Esse clima de desilusão que é revelado por figuras notáveis de nossa política representa uma preocupação a mais para a projeção do Brasil de amanhã. Se hoje, mesmo com políticos acima de qualquer suspeita, à prova de mensalões ou mensalinhos, que levaram e levam para a atividade pública os mesmos princípios que regem sua atividade privada, se mesmo assim temos uma política contaminada, o que podemos esperar se a chamada reserva moral cai fora? Procurar a resposta para essas questões deve ser uma obrigação de todos. Não há como falar em cidadania se recusamos o dever de contribuir para a depuração da atividade política, e isso só pode acontecer se elegemos pessoas com história pessoal de retidão e compromisso com a ética. Aí é onde entra um dos componentes mais graves desse processo de degradação da atividade política: grande parte dos eleitores brasileiros não dá essa contribuição. Por exemplo, um dos problemas centrais dos políticos sérios é o custo das campanhas eleitorais, o que significa dizer que o eleitorado contribui, sim, para encarecer a campanha, na medida em que suas exigências são mais pela forma que pelo conteúdo.

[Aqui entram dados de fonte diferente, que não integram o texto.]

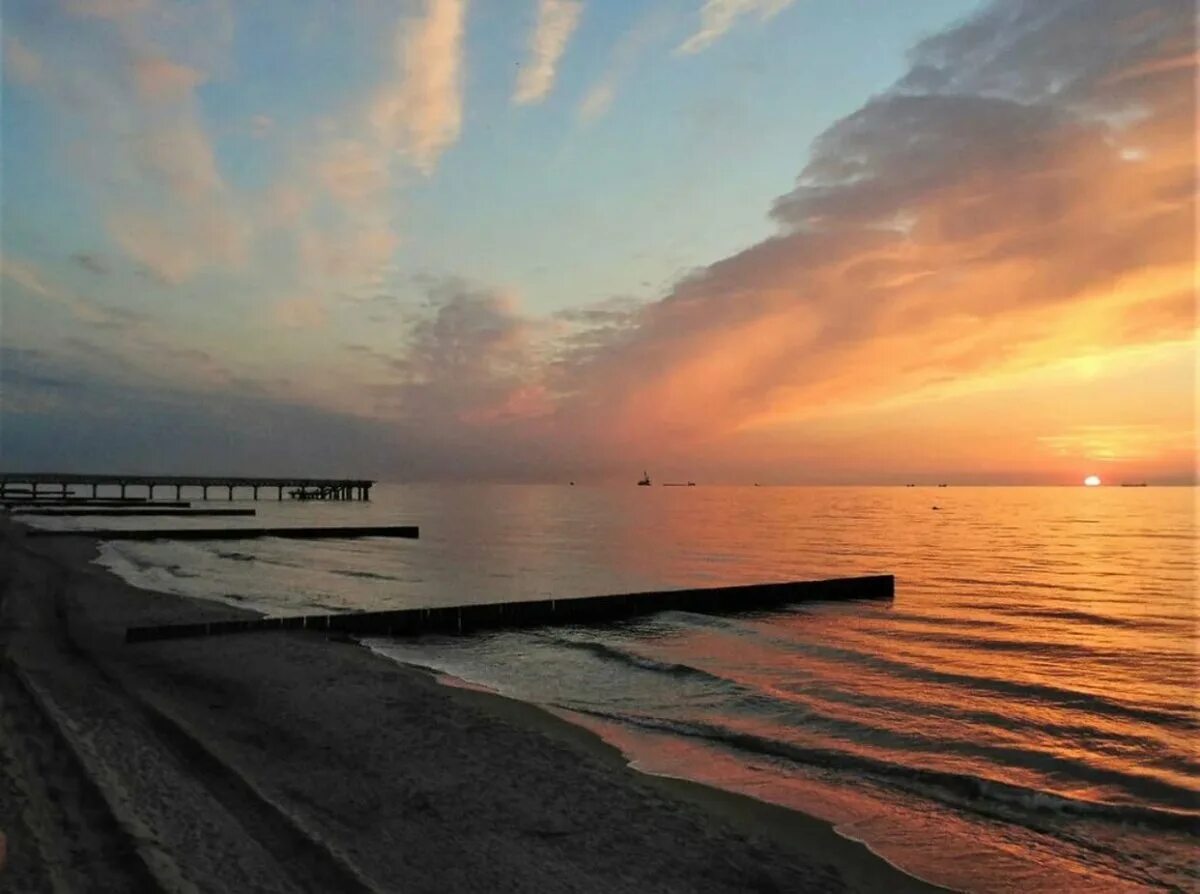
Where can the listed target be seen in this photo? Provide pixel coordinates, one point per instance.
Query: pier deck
(43, 484)
(543, 612)
(151, 510)
(294, 533)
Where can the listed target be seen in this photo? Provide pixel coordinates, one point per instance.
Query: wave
(633, 659)
(371, 575)
(981, 795)
(235, 556)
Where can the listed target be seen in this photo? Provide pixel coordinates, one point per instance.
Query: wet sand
(294, 762)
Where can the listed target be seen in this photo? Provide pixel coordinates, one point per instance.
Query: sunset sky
(727, 240)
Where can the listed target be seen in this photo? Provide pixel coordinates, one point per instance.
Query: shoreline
(250, 736)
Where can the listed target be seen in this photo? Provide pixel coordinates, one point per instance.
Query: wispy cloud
(718, 16)
(21, 63)
(651, 28)
(557, 21)
(421, 112)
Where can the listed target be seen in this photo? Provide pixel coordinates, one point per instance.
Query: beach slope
(293, 762)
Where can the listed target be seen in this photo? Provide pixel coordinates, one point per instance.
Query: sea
(1021, 717)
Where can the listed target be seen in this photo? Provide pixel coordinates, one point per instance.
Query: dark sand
(289, 762)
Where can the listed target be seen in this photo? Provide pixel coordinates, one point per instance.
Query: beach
(295, 762)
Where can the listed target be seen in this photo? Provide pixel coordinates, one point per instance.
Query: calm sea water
(1023, 717)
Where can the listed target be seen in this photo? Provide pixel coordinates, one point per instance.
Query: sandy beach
(285, 762)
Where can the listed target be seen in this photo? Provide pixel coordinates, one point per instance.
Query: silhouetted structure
(543, 612)
(295, 533)
(57, 485)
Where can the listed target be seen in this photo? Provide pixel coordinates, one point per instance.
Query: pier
(145, 510)
(409, 532)
(543, 612)
(66, 485)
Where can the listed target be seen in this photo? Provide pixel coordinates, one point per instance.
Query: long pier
(543, 612)
(55, 502)
(153, 510)
(66, 485)
(335, 532)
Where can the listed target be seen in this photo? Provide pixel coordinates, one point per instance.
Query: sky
(787, 241)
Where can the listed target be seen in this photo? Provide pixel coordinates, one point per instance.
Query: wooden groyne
(145, 510)
(70, 485)
(543, 612)
(342, 533)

Esse problema é o que está sendo realçado pela discussão do financiamento das campanhas com recursos públicos, um dos aspectos centrais da moralização do processo. Os políticos mais comprometidos com a qualidade da vida pública brasileira defendem essa forma de financiamento, por entenderem que seriam, assim, nivelados todos os candidatos, ficando o diferencial para o conteúdo que cada um possa acrescentar à imagem da TV ou dos santinhos. Na forma atual, em que prevalece o caixa 2, financiamentos espúrios que dão ganho de causa ao poder econômico, os profissionais liberais vocacionados para a política são forçados a aderir aos esquemas viciados, ou fugir deles e correr o risco, permanentemente, de ver encerradas suas carreiras por falta de recursos para a campanha.

Por outro lado, torna-se penoso para um político decente ter que conviver com colegas de parlamento, ou participar de quadros executivos sob suspeita, sabendo que divide espaço e tribuna com fichas-sujas, elementos com graves ações na Justiça, e até mesmo com a inutilidade de sessões que não levam a nada, muitas vezes – como acontece no Senado – destinadas apenas a ocupar o tempo de televisão, sem público, sem senadores para o debate e o questionamento. Um cenário que já levou um dos candidatos a candidato a presidente da República, o deputado Ciro Gomes, a afirmar que nunca mais vai ser deputado federal porque não tem mais paciência para ficar o dia todo conversando coisas sem importância.